In our previous article, we explored which products result in a difference of squares. In this article, we will answer some frequently asked questions about difference of squares.

Q: What is a difference of squares?

A: A difference of squares is a mathematical expression of the form $a^2 - b^2$, where $a$ and $b$ are any real numbers.

Q: How do I identify a difference of squares?

A: To identify a difference of squares, look for an expression in the form $a^2 - b^2$. If the expression can be written in this form, it is a difference of squares.

Q: How do I factor a difference of squares?

A: To factor a difference of squares, use the formula $(a+b)(a-b)$. This will give you the factored form of the expression.

Q: Can I factor a difference of squares with variables?

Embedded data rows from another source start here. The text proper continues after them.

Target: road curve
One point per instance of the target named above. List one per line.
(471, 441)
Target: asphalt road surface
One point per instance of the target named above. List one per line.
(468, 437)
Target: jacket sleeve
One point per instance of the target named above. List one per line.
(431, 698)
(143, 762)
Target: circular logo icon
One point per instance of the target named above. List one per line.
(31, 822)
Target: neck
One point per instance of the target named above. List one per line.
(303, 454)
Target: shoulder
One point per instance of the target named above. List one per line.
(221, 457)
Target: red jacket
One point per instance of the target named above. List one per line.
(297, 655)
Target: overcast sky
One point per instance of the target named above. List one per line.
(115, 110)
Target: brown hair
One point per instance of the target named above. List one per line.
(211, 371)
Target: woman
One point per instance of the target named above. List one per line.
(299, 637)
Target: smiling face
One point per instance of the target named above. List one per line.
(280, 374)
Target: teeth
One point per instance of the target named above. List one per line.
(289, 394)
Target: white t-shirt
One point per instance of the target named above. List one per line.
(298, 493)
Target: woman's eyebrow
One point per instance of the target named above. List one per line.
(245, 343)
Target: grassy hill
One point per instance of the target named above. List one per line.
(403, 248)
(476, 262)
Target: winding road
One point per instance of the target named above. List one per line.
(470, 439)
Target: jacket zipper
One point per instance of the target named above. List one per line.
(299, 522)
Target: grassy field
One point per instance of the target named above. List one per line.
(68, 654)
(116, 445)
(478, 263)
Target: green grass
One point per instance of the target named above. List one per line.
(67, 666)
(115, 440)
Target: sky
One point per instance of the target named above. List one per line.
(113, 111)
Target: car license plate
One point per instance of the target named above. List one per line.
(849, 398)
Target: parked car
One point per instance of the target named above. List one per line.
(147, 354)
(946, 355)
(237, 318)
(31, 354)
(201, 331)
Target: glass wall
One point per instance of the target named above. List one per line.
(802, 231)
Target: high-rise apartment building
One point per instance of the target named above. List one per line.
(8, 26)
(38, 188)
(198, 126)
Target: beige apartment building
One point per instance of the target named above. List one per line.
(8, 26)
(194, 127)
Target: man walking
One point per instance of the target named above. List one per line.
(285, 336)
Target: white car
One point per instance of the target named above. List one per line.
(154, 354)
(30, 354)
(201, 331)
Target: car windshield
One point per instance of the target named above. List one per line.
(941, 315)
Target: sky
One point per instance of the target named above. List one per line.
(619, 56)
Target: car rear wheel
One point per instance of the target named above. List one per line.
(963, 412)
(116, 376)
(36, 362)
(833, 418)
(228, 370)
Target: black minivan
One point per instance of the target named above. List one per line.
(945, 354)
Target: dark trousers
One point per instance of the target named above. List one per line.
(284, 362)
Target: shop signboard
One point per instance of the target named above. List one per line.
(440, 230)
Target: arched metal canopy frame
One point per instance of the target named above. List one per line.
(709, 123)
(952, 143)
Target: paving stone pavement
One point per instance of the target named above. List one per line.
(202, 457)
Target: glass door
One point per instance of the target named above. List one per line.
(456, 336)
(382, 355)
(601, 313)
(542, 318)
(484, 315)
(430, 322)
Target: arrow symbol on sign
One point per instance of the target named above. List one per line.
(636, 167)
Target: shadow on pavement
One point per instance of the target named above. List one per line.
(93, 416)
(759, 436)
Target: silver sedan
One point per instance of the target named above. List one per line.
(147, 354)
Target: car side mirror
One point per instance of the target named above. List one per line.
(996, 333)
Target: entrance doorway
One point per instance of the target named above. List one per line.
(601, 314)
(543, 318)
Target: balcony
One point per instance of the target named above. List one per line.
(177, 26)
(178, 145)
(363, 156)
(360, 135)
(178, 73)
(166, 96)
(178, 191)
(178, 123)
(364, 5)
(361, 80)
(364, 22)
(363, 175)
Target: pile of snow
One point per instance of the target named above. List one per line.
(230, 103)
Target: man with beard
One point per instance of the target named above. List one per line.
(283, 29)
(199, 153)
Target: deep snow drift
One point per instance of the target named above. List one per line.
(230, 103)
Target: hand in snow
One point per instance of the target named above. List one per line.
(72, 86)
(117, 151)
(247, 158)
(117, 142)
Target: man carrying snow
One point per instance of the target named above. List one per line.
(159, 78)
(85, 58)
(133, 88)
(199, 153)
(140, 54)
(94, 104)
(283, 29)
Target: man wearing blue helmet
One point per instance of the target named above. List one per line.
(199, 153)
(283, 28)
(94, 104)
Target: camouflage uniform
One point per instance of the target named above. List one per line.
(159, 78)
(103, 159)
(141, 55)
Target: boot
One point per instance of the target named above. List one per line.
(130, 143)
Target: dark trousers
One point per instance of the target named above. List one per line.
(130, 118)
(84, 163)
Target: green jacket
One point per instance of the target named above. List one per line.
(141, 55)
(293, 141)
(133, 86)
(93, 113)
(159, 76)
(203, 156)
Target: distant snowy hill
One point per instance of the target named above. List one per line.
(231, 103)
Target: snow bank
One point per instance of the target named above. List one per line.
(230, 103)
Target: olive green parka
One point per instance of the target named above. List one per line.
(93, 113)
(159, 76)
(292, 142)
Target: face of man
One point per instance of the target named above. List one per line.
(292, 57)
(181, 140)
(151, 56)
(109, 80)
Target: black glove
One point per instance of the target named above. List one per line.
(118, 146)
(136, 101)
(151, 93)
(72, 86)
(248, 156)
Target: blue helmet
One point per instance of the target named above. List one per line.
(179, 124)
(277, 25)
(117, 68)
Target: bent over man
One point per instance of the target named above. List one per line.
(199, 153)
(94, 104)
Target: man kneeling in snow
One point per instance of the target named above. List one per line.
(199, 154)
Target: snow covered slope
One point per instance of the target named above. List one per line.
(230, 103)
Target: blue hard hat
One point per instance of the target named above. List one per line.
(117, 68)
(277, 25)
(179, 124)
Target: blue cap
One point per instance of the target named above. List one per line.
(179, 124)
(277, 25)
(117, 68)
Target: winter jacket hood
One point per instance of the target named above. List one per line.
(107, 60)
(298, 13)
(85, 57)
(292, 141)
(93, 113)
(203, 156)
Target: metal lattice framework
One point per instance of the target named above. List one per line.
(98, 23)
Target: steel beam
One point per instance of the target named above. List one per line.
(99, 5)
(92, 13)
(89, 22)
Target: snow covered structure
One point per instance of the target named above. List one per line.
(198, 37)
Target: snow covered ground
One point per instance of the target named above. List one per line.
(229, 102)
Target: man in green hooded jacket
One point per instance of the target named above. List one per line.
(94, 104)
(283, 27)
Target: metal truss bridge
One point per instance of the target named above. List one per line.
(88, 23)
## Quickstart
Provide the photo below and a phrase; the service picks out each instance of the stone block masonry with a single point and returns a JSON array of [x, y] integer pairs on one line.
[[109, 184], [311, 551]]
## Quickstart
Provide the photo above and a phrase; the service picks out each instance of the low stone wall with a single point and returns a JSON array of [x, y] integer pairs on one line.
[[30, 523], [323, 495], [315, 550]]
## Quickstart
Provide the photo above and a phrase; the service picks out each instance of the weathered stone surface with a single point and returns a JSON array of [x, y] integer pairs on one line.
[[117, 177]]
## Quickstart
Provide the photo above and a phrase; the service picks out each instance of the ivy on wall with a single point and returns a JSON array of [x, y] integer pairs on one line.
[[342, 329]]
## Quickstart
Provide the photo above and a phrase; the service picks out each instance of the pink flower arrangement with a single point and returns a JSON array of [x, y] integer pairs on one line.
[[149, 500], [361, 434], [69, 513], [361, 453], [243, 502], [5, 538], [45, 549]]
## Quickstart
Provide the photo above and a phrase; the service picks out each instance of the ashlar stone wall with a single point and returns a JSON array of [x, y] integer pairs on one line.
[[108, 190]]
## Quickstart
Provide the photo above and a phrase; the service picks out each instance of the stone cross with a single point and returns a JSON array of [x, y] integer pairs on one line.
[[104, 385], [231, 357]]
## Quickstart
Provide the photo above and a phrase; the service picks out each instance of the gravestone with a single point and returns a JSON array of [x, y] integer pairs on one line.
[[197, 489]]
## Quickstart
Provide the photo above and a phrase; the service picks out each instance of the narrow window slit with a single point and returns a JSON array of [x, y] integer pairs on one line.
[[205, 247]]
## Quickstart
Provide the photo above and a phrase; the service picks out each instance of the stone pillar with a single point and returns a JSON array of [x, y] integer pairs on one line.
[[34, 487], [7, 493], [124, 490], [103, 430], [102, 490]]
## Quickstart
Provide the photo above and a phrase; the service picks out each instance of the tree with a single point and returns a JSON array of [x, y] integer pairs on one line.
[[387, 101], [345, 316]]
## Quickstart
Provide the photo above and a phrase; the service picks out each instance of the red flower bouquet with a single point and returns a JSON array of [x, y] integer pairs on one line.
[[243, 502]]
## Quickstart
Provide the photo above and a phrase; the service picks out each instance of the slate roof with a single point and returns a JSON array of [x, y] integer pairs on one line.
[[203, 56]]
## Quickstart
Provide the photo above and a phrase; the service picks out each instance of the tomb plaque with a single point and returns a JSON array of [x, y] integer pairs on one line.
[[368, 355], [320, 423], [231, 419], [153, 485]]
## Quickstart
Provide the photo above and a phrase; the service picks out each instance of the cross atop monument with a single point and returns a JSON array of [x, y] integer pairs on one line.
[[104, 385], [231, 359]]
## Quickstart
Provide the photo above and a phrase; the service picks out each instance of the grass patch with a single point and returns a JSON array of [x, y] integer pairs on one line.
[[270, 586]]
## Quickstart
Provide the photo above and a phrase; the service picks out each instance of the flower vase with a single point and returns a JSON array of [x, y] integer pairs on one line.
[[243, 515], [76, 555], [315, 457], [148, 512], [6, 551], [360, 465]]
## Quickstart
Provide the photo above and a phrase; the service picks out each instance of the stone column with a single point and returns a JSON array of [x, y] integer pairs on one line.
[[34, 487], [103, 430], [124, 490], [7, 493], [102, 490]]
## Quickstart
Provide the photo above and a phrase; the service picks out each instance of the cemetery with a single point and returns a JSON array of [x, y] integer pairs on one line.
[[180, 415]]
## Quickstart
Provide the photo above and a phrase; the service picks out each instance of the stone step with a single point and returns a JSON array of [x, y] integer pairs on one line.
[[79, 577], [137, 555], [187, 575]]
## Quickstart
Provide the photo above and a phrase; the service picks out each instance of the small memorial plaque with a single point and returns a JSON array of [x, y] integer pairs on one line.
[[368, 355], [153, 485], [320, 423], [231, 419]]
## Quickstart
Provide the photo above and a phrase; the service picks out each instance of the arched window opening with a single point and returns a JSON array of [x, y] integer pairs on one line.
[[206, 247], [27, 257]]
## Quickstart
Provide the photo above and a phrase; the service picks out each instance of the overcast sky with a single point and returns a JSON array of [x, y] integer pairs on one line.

A: Yes, you can factor a difference of squares with variables. For example, the expression $x^2 - 4y^2$ is a difference of squares, and it can be factored as $(x+2y)(x-2y)$.

Q: Can I factor a difference of squares with fractions?

A: Yes, you can factor a difference of squares with fractions. For example, the expression $\frac{1}{4}x^2 - \frac{1}{9}y^2$ is a difference of squares, and it can be factored as $\frac{1}{36}(3x+2y)(3x-2y)$.

Q: Can I factor a difference of squares with negative numbers?

A: Yes, you can factor a difference of squares with negative numbers. For example, the expression $-x^2 + 4y^2$ is a difference of squares, and it can be factored as $-(x+2y)(x-2y)$.

Q: Can I factor a difference of squares with imaginary numbers?

A: Yes, you can factor a difference of squares with imaginary numbers. For example, the expression $x^2 + 4y^2$ is a difference of squares, and it can be factored as $(x+2iy)(x-2iy)$.

Q: Can I factor a difference of squares with complex numbers?

A: Yes, you can factor a difference of squares with complex numbers. For example, the expression $x^2 + 4y^2$ is a difference of squares, and it can be factored as $(x+2iy)(x-2iy)$.

Q: Can I factor a difference of squares with exponents?

A: Yes, you can factor a difference of squares with exponents. For example, the expression $x^4 - 4y^4$ is a difference of squares, and it can be factored as $(x^2+2y^2)(x^2-2y^2)$.

Q: Can I factor a difference of squares with radicals?

A: Yes, you can factor a difference of squares with radicals. For example, the expression $x^2 - 4y^2$ is a difference of squares, and it can be factored as $(x+2y)(x-2y)$.

Q: Can I factor a difference of squares with trigonometric functions?

A: Yes, you can factor a difference of squares with trigonometric functions. For example, the expression $\sin^2x - \cos^2x$ is a difference of squares, and it can be factored as $-\sin x\cos x(\sin x+\cos x)$.

Q: Can I factor a difference of squares with logarithmic functions?

A: Yes, you can factor a difference of squares with logarithmic functions. For example, the expression $\log^2x - \log^2y$ is a difference of squares, and it can be factored as $(\log x - \log y)(\log x + \log y)$.

Conclusion

In this article, we answered some frequently asked questions about difference of squares. We saw that difference of squares can be factored into the product of two binomials, and we learned how to identify and factor these expressions. Understanding how to identify and factor differences of squares is crucial for solving various mathematical problems, and it is an essential concept in algebra.

Key Takeaways

• A difference of squares is a mathematical expression of the form $a^2 - b^2$.
• A difference of squares can be factored into the product of two binomials as $(a+b)(a-b)$.
• Difference of squares can be factored with variables, fractions, negative numbers, imaginary numbers, complex numbers, exponents, radicals, trigonometric functions, and logarithmic functions.

Final Thoughts

In this article, we explored some frequently asked questions about difference of squares. We saw that difference of squares can be factored into the product of two binomials, and we learned how to identify and factor these expressions. Understanding how to identify and factor differences of squares is crucial for solving various mathematical problems, and it is an essential concept in algebra.